The yen-rupee trade: Building an India-Japan financial corridor

One of the most consequential outcomes of the summit could emerge in the financial sphere. India and Japan are reportedly advancing plans for a direct yen-rupee settlement mechanism that would reduce dependence on the US dollar in bilateral trade, as per a Nikkei report. If included in the summit’s joint statement, it would mark the first time currency cooperation has been formally incorporated into a leaders’ declaration between the two countries.

The proposed framework would allow Japanese non-residents to open accounts with Indian banks and enable direct settlement of transactions in yen and rupees. Such a system would make trade and investment flows more efficient while reducing transaction costs and currency-conversion risks. For Japanese companies expanding operations in India, easier settlement mechanisms could remove an important friction point. More broadly, it would represent a significant deepening of financial integration between Asia’s second- and fourth-largest economies.

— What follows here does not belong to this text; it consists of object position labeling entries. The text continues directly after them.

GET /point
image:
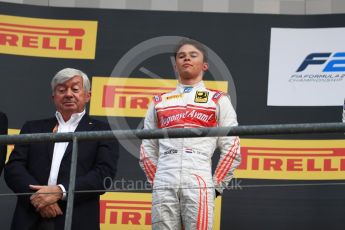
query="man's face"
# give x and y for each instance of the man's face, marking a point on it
(70, 97)
(190, 62)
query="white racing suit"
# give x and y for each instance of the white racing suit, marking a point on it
(180, 168)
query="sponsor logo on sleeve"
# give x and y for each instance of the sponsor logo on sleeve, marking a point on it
(201, 97)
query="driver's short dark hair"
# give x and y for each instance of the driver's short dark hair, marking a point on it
(199, 46)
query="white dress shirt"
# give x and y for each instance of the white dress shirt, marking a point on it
(60, 147)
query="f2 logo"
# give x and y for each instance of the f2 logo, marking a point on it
(334, 64)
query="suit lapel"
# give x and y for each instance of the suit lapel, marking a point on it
(85, 124)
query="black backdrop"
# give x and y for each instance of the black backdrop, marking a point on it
(242, 41)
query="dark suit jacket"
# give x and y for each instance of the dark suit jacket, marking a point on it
(3, 148)
(30, 164)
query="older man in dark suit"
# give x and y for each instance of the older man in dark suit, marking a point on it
(44, 168)
(3, 130)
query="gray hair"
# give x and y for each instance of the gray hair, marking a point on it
(68, 73)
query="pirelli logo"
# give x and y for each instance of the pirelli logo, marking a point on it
(125, 212)
(130, 97)
(48, 37)
(132, 211)
(292, 159)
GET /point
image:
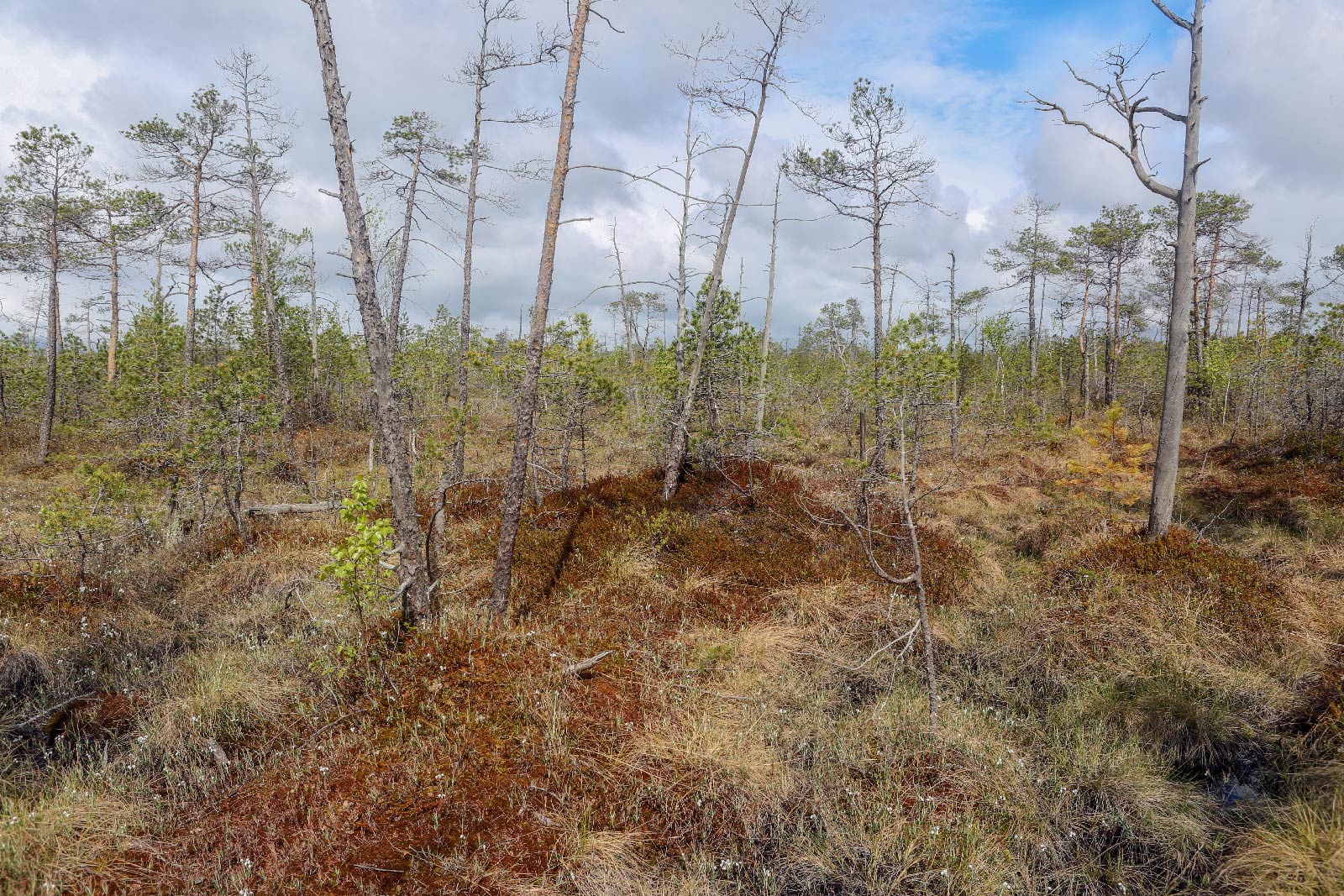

Green energy becomes the next frontier

Another major development expected during Takaichi’s visit is a landmark green ammonia partnership between Japan’s IHI Corporation and India’s ACME Group, as per Nikkei. The roughly $3 billion project is designed around India’s natural advantages in renewable energy production. Solar power generated in India will be used to produce green hydrogen through electrolysis. That hydrogen will then be converted into ammonia and exported to Japan.

The planned annual output of around 400,000 tonnes of ammonia will be used across multiple Japanese industries, including power generation, chemicals and semiconductors. Japanese government subsidies are expected to support the project for up to 15 years, helping bridge the cost gap between green and conventional alternatives. The project highlights a new dimension of the India-Japan partnership. Instead of simply exporting goods or capital, the two countries are beginning to build integrated supply chains in emerging sectors that are expected to define the global energy transition.

From infrastructure to strategic partnership

Japanese investment in India is not confined to finance and energy. Japan remains a major partner in infrastructure development, most notably through the Mumbai-Ahmedabad high-speed rail project. Japanese companies also continue to expand their presence across manufacturing, industrial technology, logistics and advanced engineering. These economic links reinforce the broader strategic partnership. Both countries are members of the Quad and share concerns about maintaining a free and open Indo-Pacific. Security cooperation has steadily expanded over the years, but economic interdependence is increasingly providing the foundation for a deeper relationship.

As geopolitical uncertainty reshapes global supply chains, India and Japan are discovering that their economic interests align in powerful ways. India needs capital, technology and industrial expertise. Japan needs growth opportunities, new markets and reliable partners. That convergence explains why Takaichi’s visit matters beyond the immediate announcements. The summit takes place at a moment when Japanese capital is flowing into India on a scale not seen before. What began as a strong strategic partnership is increasingly evolving into one of Asia’s most important economic relationships, with implications that could extend well beyond the two countries.